Libelo de varia necrología suma tres libros de poesía: De Madame La Loca y sus noches gáticas, un himno a la urbe nocturna en voz de un dionisiaco personaje felino-femenino “porque inmortal es la ciudad en su más honda felinura…”; De la lengua del cardo ya más muerto, serie de poemas en prosa léxica y morfológicamente audaces en que el poeta paladea las palabras precisas de la muerte “del dulcísimo cadáver de la muerte” y De los ebrios cazadores de luz, un homenaje a los fotógrafos a partir de la obra de Joseph Koudelka, pues “tactar la cicatriz que deja la luz en el papel y en la pupila, es un festín de pocos”.
Buenas imagenes del gótico, sobretodo en Madame la Loca, dónde hay una linea conductiva mas sólida alrededor de la cual giran imagenes del sobrenatural en el urbano, en el femenino y en el felino.
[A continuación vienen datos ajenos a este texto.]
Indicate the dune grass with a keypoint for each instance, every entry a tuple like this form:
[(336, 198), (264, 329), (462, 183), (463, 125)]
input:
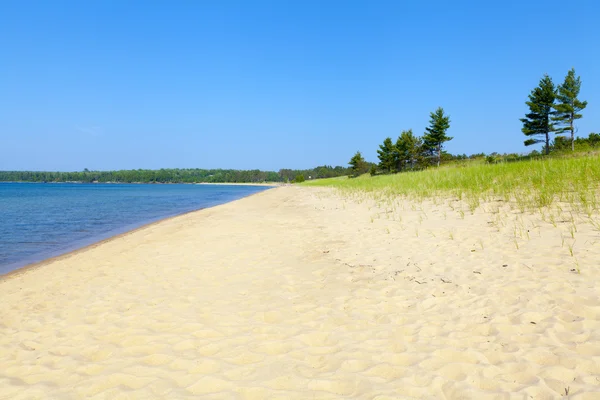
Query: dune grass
[(525, 185)]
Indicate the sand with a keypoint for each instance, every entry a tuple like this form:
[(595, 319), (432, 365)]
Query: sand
[(300, 293)]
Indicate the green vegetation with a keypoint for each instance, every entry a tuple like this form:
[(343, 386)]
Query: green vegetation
[(358, 165), (435, 135), (569, 106), (538, 122), (525, 185), (173, 175)]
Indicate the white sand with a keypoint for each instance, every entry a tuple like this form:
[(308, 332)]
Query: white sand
[(297, 293)]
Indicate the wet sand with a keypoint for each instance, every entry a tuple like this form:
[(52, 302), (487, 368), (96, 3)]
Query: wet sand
[(304, 293)]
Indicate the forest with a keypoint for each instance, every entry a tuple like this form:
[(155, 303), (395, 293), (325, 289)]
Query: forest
[(174, 175), (553, 109)]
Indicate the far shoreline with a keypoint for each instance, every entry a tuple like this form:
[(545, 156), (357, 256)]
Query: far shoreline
[(25, 266), (273, 184)]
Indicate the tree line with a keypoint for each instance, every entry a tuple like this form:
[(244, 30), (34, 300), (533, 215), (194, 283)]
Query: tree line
[(409, 152), (174, 175), (552, 109)]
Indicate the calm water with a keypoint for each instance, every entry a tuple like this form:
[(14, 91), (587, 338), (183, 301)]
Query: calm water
[(40, 220)]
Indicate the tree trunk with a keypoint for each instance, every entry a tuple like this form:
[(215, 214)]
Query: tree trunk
[(572, 136)]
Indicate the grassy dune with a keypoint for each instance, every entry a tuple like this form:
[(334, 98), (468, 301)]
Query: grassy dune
[(524, 185)]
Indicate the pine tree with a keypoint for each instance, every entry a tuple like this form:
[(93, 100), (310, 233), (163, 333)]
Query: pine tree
[(386, 155), (358, 165), (538, 122), (409, 149), (435, 134), (569, 106)]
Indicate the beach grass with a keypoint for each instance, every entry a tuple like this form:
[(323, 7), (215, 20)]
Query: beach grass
[(524, 185)]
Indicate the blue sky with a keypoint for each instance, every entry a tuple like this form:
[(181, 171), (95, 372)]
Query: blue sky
[(275, 84)]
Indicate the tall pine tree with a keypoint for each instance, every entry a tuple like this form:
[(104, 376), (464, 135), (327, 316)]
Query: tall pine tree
[(386, 155), (408, 150), (358, 165), (435, 135), (538, 122), (568, 106)]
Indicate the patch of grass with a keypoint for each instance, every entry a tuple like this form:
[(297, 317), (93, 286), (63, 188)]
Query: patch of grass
[(525, 185)]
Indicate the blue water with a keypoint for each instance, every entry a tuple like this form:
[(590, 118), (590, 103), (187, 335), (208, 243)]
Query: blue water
[(38, 220)]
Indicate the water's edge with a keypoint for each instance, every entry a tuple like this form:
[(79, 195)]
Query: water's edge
[(8, 271)]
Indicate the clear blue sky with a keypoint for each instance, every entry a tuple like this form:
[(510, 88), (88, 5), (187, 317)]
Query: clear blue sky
[(275, 84)]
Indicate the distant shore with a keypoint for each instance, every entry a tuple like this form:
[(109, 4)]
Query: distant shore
[(160, 183), (298, 292)]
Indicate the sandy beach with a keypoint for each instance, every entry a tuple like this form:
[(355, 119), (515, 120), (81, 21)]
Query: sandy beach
[(305, 293)]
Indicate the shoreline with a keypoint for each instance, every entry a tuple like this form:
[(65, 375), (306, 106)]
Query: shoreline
[(303, 293), (93, 243)]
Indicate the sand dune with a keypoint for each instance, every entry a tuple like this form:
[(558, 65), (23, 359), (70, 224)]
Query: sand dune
[(302, 293)]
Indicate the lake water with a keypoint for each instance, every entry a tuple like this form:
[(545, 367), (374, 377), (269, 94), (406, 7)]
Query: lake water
[(38, 220)]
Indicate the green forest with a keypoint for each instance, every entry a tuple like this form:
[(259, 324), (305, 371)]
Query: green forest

No doy una mejor avaliación pues pienso que ya no hay espacio para el gótico per se en la literatura contemporanea.
Me encanta lo sombrío y luminoso de su mirada, me gustan sus imágenes, me sorprende el vasto uso de léxico inaccesible que se sostiene en la belleza del sonido sin imposibilitar la comunicación de su mensaje, aunque, sin duda la obstaculiza. Ritmazo y buen tino para las imágenes. Gran poemario, variado, tristón y oscuro. Vagabundas, lunas, muerte y fotografía ¿Se puede pedir más?